Sebelumnya, rekening tabungan milik Ustaz Das’ad Latif di salah satu bank pemerintah diblokir karena tidak digunakan selama tiga bulan. Dana dalam rekening tersebut rencananya akan dipakai untuk pembangunan lanjutan Masjid Hj. Sitti Mang di Kecamatan Tamalanrea, Kota Makassar, Sulawesi Selatan.
Kepada wartawan, Ustaz Das’ad mengaku kecewa karena pemblokiran terjadi hanya akibat rekening tidak aktif. Ia baru mengetahui hal itu ketika hendak membayar semen dan besi di toko bangunan untuk masjid yang ia bangun.
"Kemarin saya mau membayar besi dan semen untuk masjid, jadi saya datang mengambil uang tabungan. Ternyata rekening saya diblokir," kata Das’ad, Jumat (8/8/2025).

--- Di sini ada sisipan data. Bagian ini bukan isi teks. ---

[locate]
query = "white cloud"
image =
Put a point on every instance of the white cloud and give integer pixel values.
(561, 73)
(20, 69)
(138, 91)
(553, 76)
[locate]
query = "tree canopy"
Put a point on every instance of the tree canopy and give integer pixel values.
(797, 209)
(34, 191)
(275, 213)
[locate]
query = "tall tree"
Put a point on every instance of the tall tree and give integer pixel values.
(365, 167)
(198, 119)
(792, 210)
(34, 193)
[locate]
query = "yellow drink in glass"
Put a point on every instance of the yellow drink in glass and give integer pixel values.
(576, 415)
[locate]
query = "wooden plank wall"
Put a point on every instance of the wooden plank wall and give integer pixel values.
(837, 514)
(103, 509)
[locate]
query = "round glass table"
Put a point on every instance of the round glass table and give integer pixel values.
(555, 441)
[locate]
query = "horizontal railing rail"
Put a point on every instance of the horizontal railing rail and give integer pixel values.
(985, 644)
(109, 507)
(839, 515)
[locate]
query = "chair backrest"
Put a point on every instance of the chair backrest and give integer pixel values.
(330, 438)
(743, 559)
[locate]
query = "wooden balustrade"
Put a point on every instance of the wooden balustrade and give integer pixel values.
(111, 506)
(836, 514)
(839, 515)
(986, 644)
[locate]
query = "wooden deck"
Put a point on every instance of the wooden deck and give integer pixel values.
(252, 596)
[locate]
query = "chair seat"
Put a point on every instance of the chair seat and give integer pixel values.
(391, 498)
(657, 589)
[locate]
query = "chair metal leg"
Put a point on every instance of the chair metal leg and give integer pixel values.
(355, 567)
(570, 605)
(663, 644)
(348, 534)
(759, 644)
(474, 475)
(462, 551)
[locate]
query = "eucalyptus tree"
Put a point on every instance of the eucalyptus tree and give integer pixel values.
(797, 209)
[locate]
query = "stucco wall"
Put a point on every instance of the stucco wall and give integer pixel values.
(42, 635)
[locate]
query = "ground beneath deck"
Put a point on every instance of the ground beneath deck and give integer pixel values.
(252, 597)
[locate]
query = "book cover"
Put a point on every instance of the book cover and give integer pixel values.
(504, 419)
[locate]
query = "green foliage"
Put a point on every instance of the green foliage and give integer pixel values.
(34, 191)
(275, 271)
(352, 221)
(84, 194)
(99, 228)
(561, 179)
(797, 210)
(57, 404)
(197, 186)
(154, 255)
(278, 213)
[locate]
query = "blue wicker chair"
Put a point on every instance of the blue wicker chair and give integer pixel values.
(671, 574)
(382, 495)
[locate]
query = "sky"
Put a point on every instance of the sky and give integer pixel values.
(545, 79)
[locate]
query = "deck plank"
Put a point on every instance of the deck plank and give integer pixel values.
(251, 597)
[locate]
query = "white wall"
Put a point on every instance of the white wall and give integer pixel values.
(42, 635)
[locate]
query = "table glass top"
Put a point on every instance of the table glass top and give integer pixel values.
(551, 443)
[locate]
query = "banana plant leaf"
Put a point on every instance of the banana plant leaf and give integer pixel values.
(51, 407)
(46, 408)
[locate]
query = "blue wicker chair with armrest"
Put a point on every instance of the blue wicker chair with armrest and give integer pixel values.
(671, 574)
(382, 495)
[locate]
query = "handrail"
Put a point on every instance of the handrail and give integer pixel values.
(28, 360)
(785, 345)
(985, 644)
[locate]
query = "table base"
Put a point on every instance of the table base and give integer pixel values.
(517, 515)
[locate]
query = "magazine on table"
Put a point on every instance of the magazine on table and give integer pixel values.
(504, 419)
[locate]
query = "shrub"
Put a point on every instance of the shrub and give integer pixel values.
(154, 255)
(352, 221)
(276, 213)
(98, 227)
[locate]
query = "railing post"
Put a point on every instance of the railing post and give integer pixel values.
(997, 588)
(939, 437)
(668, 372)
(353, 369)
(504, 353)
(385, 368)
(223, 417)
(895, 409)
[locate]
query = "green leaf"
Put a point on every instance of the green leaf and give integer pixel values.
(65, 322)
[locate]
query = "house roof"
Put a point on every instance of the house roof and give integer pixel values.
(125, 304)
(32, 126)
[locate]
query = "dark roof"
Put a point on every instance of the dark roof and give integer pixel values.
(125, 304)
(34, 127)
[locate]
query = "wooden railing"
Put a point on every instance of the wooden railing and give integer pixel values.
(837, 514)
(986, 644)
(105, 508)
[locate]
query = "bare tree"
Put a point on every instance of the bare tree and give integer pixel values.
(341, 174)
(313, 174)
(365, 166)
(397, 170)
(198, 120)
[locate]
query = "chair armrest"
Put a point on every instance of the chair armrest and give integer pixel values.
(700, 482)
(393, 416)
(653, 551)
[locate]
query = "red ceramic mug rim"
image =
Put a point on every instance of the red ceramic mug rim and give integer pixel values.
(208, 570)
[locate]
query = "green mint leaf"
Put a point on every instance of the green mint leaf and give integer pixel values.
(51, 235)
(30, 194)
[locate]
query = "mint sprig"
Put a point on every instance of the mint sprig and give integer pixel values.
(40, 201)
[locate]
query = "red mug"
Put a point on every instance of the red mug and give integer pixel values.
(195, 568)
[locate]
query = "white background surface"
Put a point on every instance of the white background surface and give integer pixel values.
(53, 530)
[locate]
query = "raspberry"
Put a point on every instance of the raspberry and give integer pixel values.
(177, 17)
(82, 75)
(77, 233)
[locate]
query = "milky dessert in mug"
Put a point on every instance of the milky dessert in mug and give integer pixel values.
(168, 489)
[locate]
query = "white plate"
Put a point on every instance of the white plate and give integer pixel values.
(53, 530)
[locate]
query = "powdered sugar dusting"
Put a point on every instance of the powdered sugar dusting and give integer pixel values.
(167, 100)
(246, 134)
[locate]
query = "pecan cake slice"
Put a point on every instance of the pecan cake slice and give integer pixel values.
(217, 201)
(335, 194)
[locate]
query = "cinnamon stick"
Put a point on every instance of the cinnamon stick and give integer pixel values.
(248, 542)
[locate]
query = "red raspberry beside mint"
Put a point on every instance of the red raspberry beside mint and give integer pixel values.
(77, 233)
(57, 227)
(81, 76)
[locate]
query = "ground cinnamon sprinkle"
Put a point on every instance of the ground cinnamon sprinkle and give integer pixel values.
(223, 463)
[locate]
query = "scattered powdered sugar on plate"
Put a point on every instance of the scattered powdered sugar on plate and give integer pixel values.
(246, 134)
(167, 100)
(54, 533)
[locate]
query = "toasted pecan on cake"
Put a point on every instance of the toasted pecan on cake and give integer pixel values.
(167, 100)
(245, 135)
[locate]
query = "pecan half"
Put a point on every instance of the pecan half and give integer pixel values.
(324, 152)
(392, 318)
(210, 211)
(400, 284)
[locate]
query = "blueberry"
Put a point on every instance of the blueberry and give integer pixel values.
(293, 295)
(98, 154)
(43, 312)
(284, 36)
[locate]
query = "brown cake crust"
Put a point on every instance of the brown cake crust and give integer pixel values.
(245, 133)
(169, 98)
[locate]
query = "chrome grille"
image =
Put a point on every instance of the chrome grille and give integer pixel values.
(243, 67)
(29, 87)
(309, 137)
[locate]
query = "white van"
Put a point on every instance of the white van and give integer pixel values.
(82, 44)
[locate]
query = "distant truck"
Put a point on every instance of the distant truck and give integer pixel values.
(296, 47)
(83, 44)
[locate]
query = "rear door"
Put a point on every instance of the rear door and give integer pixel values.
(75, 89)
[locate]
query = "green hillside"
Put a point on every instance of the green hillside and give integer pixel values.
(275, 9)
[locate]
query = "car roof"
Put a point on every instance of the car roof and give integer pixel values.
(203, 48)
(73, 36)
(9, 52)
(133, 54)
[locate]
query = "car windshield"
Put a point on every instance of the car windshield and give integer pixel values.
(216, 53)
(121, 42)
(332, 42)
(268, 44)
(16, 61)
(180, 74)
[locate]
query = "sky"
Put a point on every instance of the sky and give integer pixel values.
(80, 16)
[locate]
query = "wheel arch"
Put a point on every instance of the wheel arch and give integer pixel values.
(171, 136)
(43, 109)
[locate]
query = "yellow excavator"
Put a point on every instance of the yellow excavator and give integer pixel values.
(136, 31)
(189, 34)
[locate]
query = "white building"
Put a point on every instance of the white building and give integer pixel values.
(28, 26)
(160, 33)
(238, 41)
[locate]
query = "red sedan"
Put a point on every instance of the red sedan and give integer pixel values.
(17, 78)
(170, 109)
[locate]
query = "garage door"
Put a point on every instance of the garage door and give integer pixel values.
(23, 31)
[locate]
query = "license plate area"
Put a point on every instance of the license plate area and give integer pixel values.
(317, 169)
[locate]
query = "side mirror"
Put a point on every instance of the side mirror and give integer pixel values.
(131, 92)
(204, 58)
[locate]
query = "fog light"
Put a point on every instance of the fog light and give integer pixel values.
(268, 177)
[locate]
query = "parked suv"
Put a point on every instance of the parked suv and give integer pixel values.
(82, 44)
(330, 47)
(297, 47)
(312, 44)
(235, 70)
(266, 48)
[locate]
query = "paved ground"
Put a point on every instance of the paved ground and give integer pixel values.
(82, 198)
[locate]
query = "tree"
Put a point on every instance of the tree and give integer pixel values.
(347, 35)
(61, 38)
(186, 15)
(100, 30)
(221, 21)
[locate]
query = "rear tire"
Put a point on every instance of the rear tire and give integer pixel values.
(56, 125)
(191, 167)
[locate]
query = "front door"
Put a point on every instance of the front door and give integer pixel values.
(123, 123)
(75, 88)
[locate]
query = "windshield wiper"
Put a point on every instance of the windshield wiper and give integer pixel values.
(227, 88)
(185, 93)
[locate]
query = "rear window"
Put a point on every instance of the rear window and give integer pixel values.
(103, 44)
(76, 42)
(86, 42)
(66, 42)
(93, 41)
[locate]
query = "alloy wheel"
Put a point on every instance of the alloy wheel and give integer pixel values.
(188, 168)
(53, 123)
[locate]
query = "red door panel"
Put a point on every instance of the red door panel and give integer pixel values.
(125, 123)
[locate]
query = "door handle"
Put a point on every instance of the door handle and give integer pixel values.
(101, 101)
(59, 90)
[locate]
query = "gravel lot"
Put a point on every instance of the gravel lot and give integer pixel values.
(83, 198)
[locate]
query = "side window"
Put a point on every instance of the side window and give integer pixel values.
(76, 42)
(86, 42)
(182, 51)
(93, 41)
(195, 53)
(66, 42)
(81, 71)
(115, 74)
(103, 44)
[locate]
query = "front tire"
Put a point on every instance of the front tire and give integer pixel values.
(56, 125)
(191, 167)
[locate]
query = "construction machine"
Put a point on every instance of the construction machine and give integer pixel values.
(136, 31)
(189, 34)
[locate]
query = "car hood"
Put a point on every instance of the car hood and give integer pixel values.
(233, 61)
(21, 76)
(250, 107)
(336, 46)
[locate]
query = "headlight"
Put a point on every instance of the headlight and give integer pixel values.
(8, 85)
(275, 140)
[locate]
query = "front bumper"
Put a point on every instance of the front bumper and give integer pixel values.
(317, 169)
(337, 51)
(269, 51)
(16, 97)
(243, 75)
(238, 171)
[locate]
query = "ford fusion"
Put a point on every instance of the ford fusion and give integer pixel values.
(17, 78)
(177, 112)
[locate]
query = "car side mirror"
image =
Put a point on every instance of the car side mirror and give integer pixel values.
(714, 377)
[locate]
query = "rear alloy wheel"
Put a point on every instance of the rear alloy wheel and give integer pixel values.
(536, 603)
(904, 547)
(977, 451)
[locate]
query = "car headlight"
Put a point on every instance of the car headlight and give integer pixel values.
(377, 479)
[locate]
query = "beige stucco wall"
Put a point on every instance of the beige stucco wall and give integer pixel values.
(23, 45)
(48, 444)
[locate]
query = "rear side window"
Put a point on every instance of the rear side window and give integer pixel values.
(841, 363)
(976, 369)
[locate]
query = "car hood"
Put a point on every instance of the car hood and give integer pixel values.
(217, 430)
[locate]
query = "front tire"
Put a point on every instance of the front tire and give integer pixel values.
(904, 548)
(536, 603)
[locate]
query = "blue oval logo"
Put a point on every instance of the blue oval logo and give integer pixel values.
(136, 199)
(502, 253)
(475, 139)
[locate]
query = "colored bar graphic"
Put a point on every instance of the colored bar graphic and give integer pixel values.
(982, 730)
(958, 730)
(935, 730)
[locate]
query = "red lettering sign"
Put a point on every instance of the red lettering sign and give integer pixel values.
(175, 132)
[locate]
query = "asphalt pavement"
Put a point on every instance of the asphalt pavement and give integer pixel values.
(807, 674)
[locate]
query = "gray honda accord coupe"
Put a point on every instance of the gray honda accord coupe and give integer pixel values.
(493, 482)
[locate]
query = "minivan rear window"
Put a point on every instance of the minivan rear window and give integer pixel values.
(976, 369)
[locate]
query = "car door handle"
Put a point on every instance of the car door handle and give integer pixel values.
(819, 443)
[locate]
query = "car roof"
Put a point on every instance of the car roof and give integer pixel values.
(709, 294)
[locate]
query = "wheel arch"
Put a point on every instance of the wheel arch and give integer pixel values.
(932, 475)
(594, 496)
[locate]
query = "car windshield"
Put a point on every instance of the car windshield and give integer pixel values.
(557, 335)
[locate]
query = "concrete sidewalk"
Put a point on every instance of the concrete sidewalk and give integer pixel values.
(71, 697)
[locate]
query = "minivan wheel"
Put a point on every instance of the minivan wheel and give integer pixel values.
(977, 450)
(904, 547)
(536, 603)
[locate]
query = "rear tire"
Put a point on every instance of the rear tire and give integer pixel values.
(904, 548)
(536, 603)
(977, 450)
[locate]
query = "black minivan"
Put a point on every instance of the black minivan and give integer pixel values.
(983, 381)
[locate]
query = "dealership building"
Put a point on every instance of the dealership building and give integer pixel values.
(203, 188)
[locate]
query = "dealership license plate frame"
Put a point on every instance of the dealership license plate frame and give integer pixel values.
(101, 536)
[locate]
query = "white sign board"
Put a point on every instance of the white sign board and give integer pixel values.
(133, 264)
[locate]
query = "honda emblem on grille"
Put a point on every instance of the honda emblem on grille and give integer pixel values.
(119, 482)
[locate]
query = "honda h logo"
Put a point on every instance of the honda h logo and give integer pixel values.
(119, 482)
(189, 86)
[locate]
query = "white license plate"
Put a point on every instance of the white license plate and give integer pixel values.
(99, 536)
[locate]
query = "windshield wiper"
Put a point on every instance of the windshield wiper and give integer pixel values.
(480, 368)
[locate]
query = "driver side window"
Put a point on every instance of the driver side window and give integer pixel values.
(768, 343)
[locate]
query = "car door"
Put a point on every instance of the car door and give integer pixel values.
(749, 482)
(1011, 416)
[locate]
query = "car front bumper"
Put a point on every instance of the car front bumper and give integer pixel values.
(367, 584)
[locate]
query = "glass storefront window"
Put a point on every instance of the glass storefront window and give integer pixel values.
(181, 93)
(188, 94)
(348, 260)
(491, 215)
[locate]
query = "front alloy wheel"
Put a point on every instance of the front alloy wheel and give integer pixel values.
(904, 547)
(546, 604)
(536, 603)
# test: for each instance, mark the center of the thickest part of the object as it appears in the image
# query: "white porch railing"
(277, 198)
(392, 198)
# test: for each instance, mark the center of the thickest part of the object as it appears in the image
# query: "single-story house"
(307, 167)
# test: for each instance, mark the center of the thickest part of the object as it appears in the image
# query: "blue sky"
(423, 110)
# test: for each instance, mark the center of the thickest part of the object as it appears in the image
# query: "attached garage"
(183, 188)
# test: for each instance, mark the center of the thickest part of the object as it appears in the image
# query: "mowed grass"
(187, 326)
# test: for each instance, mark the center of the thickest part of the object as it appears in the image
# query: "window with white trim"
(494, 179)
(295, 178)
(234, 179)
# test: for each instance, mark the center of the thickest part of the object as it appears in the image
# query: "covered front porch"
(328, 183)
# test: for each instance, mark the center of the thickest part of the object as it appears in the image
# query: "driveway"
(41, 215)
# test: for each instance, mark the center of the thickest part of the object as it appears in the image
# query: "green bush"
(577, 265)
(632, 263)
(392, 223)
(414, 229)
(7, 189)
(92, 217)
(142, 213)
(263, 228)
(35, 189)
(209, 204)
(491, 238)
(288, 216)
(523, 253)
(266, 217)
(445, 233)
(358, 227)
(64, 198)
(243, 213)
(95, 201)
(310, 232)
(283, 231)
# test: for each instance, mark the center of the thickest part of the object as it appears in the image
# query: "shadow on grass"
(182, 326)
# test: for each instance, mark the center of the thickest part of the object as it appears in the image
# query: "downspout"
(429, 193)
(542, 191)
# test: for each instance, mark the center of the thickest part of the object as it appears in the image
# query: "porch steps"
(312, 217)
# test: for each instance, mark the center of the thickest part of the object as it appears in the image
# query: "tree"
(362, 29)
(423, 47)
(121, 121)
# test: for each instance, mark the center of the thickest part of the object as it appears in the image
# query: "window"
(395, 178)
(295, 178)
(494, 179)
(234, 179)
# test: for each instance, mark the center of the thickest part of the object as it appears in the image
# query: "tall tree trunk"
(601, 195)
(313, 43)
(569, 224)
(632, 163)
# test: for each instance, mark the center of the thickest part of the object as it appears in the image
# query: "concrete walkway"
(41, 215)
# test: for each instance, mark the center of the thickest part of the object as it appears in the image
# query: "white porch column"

Menurut pihak bank, pemblokiran dilakukan untuk mencegah hal-hal negatif. Namun, ia mempertanyakan kebijakan tersebut. "Negara mengajak menabung, tapi ketika kita simpan malah diblokir. Kalau uangnya diambil terus bolak-balik, ya lebih baik disimpan di dompet," ujarnya.
Ia juga menyoroti biaya dan waktu yang dibutuhkan untuk mengaktifkan kembali rekening yang diblokir. "Kalau harus bayar Rp100 ribu untuk mengaktifkan kembali, bayangkan kalau ada 120 juta orang diblokir. Berapa uang yang terkumpul? Presiden bilang, komplain hari ini, hari ini juga dibuka, tapi saya disuruh menunggu tujuh hari," keluhnya.
Bagi Ustaz Das’ad, pemblokiran bukan hanya soal akses dana, tetapi juga menyangkut reputasi. "Orang yang rekeningnya diblokir biasanya dicurigai terlibat tindak pidana. Masa saya dianggap begitu? Kalau tiba-tiba ada Rp1 triliun di rekening saya, mungkin wajar dicurigai. Tapi ini tidak masuk akal," ucapnya.
Ia menegaskan, dana sekitar Rp300 juta di rekening tersebut adalah hasil ceramahnya keliling Indonesia, yang sepenuhnya akan digunakan untuk membangun masjid tanpa bantuan pihak lain. "Saya ingin membuktikan bahwa ustaz bukan hanya mengajak bersedekah lewat lisan, tapi juga memberi teladan dengan tindakan nyata," jelasnya.
Ustaz Das’ad berharap kebijakan perbankan lebih memihak pada kemaslahatan umat dan tidak menyulitkan masyarakat kecil. "Saya menabung untuk aman dan membantu negara, tapi malah diblokir. Mudah-mudahan ini hanya terjadi pada saya, tidak pada masyarakat yang lebih kecil dari saya," pungkasnya.